Attraverso il lutto è possibile coltivare ancora il legame infranto dalla morte. Dopo la morte si può ancora sentire l’amore di chi ci ha lasciati. Si può perpetuare l’amore verso chi non possiamo e vogliamo abbandonare. Freud consigliava i suoi pazienti in lutto di “lasciar partire” il loro caro. Chi ama non lo farebbe mai. La fede e il rito lo riannoda invece nell’interiorità spirituale. Chi esercita il ministero della consolazione si fa carico dello smarrimento prodotto dalla morte, cerca di diventare interprete della domanda di senso che la perdita di una persona cara rende evidente.
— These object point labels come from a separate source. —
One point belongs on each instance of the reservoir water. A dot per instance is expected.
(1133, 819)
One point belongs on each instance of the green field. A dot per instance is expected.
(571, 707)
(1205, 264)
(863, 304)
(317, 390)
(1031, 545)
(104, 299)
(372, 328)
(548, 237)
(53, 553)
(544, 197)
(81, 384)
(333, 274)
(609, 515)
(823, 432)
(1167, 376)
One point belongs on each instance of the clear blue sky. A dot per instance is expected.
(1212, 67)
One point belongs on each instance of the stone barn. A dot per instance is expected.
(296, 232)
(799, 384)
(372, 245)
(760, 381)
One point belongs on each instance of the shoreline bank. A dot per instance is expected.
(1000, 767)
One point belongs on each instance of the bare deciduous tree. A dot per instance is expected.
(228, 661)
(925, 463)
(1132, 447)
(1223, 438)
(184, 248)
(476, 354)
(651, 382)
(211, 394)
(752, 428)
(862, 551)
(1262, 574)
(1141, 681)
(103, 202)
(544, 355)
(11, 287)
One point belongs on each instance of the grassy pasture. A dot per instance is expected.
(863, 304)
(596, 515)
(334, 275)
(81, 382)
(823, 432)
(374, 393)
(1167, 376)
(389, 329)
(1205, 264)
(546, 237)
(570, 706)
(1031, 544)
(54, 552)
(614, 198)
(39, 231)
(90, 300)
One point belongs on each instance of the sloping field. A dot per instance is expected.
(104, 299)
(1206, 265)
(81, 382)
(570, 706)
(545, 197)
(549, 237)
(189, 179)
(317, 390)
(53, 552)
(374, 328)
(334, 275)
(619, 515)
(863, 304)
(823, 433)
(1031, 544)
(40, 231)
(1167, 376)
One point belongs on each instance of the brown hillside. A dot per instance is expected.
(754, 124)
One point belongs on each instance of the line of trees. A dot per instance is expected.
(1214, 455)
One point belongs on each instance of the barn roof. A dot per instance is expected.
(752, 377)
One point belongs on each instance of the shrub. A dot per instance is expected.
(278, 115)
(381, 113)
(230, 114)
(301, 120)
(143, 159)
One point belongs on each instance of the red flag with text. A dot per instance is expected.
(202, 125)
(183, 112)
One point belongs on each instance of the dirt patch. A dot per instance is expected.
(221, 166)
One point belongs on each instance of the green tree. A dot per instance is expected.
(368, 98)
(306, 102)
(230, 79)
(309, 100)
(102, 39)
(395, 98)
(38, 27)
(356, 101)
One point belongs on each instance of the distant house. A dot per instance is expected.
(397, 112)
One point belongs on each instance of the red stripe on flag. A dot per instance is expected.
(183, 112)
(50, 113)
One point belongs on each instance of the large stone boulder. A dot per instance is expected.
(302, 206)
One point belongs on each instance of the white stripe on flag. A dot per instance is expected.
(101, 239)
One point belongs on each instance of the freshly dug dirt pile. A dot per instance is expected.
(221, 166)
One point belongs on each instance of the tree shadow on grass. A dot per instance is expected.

Se vorremo non sperperare la grazia di questi giorni, tornati alla normalità, dovremo
riservare agli ammalati, ai sofferenti, a chi giunge al termine della vita una pratica e una cura che ora ci sono impedite ma che poi custodiranno la lezione di saggezza di questo triste momento. I traumi vanno sempre affrontati, con un movimento inverso a quello che li hanno prodotti.